Что впереди? Тупик. Под шапкой небосвода
кишлак со злобою в кишках, тростинка мака,
ущербная луна и крошки зодиака.
Три неправильных сонета
1. Пьяцца Маттеи
Белесый пятнистый карниз. Облака. Гроздья винограда
оттеняют бронзовых букв когорту:
…Caesius fecit. Удары с площади Largo, как пульс в аорте
тирана, стихают. Преграда
между натурой и образом стерта навеки. Эфебы
машут руками из полутьмы, в разинутую пасть дельфина
скатывается хрусталь с панциря черепахи, обрызгав фаллос. Цветы жасмина
каменные и акант на колоннах прячутся, как Дафна от Феба.
Piazza Paganica, via degli Funari.
Ключ скрежещет в замке, отпирая ворота Рима.
Хрящи Палатина, распадающийся зримо
форум, канувшее столетие и нечто, уже подзабытое в февральской хмари.
Только осколками букв и склеена карта
времени. Шелестит фонтан. В апрель проливается влага марта.
2. Кафе Греко
Острия хвои ранят воздух, он в изобилии
налит смолой. Качаются зонты пиний. Горячий песчаник. Душно.
Этот город любит повторы. Разве что террорист малодушней
Брута – тот, что прикончил Альдо Моро в автомобиле,
разве что мутнее вода, но столь же пресна и ретива,
разве что постарели цезарей угловатые торсы,
но, как всегда, ответвляется переулок от Corso
и те же руины и фрески cumuli– небесная их перспектива.
Кафе. От галдежа номадов захлебывается оазис.
На дне блеклых гравюр – еще один Рим,
барочные раковины и завитки, тибуртинский аквамарин.

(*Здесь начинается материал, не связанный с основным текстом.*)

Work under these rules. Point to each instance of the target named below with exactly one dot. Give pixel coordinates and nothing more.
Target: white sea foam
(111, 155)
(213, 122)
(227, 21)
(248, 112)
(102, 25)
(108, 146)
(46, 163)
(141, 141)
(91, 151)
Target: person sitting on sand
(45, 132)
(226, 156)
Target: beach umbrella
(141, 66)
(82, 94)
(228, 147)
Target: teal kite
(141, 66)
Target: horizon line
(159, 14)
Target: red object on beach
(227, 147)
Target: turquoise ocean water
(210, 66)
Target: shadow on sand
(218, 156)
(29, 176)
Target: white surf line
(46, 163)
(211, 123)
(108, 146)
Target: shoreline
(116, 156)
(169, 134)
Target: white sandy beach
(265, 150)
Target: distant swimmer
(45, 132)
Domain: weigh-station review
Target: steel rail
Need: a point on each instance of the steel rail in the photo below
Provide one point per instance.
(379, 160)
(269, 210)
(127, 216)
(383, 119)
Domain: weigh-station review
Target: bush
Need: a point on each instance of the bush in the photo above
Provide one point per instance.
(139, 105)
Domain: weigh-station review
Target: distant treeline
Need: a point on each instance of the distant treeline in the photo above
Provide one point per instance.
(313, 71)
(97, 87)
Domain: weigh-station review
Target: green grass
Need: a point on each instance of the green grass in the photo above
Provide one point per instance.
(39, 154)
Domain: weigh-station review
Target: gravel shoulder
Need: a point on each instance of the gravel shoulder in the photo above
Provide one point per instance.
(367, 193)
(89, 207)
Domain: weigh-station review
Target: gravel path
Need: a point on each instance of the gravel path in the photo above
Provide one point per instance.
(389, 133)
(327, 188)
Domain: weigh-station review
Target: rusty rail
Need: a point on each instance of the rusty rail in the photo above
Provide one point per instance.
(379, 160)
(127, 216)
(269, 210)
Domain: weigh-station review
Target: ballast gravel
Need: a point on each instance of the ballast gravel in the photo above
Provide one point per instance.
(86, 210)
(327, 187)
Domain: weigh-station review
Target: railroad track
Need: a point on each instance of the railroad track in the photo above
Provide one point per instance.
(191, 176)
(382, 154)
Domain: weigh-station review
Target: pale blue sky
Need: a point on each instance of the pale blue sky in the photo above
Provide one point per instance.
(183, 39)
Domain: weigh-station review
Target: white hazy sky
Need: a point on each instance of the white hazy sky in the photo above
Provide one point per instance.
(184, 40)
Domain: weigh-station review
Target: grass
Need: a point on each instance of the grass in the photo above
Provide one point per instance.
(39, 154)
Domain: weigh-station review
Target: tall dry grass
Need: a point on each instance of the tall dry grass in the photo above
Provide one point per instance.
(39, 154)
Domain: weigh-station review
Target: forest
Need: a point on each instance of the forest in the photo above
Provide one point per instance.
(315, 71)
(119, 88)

Эхо на террасе лестницы длится дольше фразы.
Солнце, которое все еще видят те, кто ушел раньше нас, играет
на плодовых деревьях и тень на стене стирает.
3. Авентин
«Не помогло и то, что отверг он корону». Лопух все гладит
под ветром диковатую кошку противу шерсти.
Мотоциклы терзают квартал, который без страха, к чести
своей, смерть триумвира свидетельствовал. Впрочем, хватит.
Сигнал острее кинжала врезается в эти
улицы, грохот прокатывается и уплывает
на склоны над Circus Maximus, авентинская площадь являет
карнавал прилавков и разнообразие снеди.
Здесь среди сельских сокровищ – вино и вишни, а за садами
как бы второе небо виднеется – купол: urbi
etorbiон вещает. Розоватые стены и черепичные крыши, урны
и мостовые вбирают воздух, насыщенный временами
двойной империи. Светлеет Вселенная. Полдень остывает млечный.
Невечный взгляд охватывает город вечный.
Переводы Владимира ГАНДЕЛЬСМАНА
[1] Аммассалик (Ammassalik) – местность в Восточной Гренландии.
[2] Apparentrarinantes – виднеются редкие пловцы (цитата из Энеиды).
[3] ТНТ – тринитротолуол, взрывчатое вещество.